Marianne ARNAUD a dit…

@Yaakov NEEMAN

Donner les moeurs politiques françaises en exemple, à la "start-up nation" par excellence, me semble tenir d'une audacieuse naïveté !

Bien à vous.

Llib Etag a dit…

@Marianne, je crois que c'était pour nous faire sourire :)

En revanche, l'idée d'avoir un président élu par le peuple soit directement comme en France soit par de grands électeurs comme aux Etats-unis d'Amérique répond à un équilibre que je trouve important: je ne serai dire dans quel livre ... c'était joliment expliqué ... le président représente le coeur, le court-terme, du peuple alors que les députés et sénateurs, eux, représentent la raison, le long-terme et de la relation politique entre ces deux sentiments émerge une forme de cohésion pour le moyen terme. Du moins, en théorie.

En France, la cohabitation entre Mitrand et Chirac ouvrit la boite de pandore: une division telle qu'inéluctablement nous vîmes la parcellisation de l'opinion publique puis, conséquence logique, celle des partis politiques pour arriver à une forme de dictature des minorités avec un président parlant de guerre mais n'ayant jamais empoigné ni une épée ni un fusil ni même un petit petard de calibre 22 ...

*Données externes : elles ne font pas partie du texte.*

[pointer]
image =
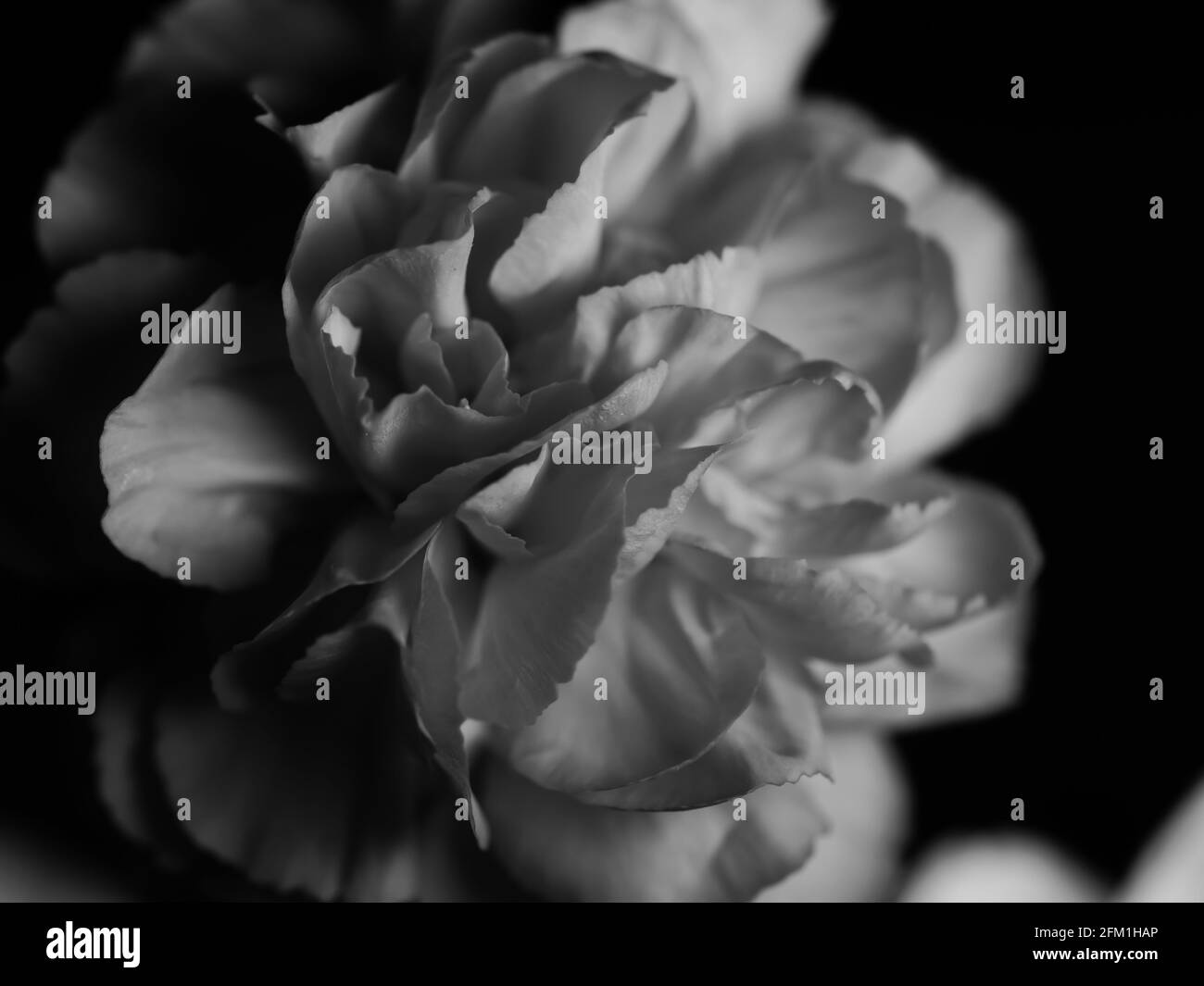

C'est triste; nous avions des rois, nous eûmes un empereur, puis, avec difficulté, nous trouvâmes un modèle faisant la synthèse entre royauté et république: la cinquième république, modèle que je crois toujours pertinent.

A ce sujet, il me semble que la fédération de Russie s'est fortement inspiré de ce modèle politique, en 1993, afin de reformer sa structure ... ce qui semble avoir porté ses fruits :)

Bref. Je suis curieux de voir l'avènement du nouveau gouvernement israélien ainsi que la route qu'il va prendre ou suivre.